An association between lead and mortality has been observed in both occupational and community based cohorts [3]. Results from the second National Health and Nutrition Examination Survey (NHANES II, 1976–1980) showed that blood lead concentration was an important predictor of mortality [4]. Individuals with baseline blood lead concentrations of 20 to 29 μg/dL [0.96 to 1.39 μmol/L (To convert μg/dL of blood lead into μmol/L, multiply by 0.048)] experienced 46% increased all cause mortality, relative to those with blood lead concentrations less than 10 μg/dL(0.48 μmol/L) [5]. In NHANES III (1988–1994) an increased risk of death from all causes, cardiovascular disease, and cancer was associated with much lower blood lead concentrations of 5–9 μg/dL(0.24–0.43 μmol/L) as compared to those with < 5.0 μg/dL [6]. Furthermore Menke et al documented a 25% increased all cause and 55% increased cardiovascular mortality in NHANES III (1988–1994) at considerably lower blood lead concentrations: > 3.62 μg/dL (0.17 μmol/L) as compared to those with < 1.94 μg/dL (0.09 μmol/L) [7]. However they did not observe an association between blood lead and cancer mortality in this range of exposure.

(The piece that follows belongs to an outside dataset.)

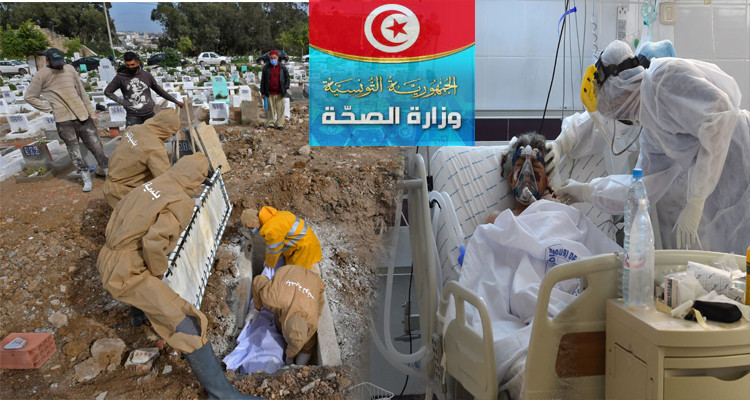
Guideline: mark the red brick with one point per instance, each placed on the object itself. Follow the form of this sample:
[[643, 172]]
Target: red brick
[[39, 348]]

Environmental exposures to lead have been associated with hypertension and the incidence of clinical cardiovascular endpoints such as coronary heart disease, stroke, and peripheral artery disease [8]. Cardiac abnormalities such as left ventricular hypertrophy [9] and alteration in cardiac rhythm [10] have also been documented with lead exposure. Higher blood concentrations have been associated with cognitive and neuromuscular decline [1113], and renal effects [2, 1416] all of which could contribute to an increased risk of mortality. The effects of blood lead concentrations on cancer mortality however, are poorly understood. In the current analysis we prospectively examined the association of blood lead concentrations and mortality in a cohort of 533 white women with mean age of 72.5 (± 4.4) (range: 68–89) years and mean blood lead concentrations of 5.3 μg/dL (± 2.3 SD) (range: 1–21). We hypothesized that woman with blood lead concentrations above a threshold will experience higher total and cause specific mortality.

Methods

Study Population

The Study of Osteoporotic Fractures (SOF) is a longitudinal cohort study that enrolled 9704 white women from 1986 to 1988 using population-based listings in Baltimore, MD; Minneapolis, MN; Portland, OR; and the Monongahela Valley near Pittsburgh, PA. To be eligible to participate, women had to be aged 65 years or older and ambulatory. The lead ancillary study was conducted in 1990–1991 in 533 white women aged 65–87 years enrolled in SOF at either the University of Pittsburgh or University of Maryland clinics. The participants in this study of blood lead concentrations represent a convenience sample obtained from two of the clinical centers of the Study of Osteoporotic Fractures.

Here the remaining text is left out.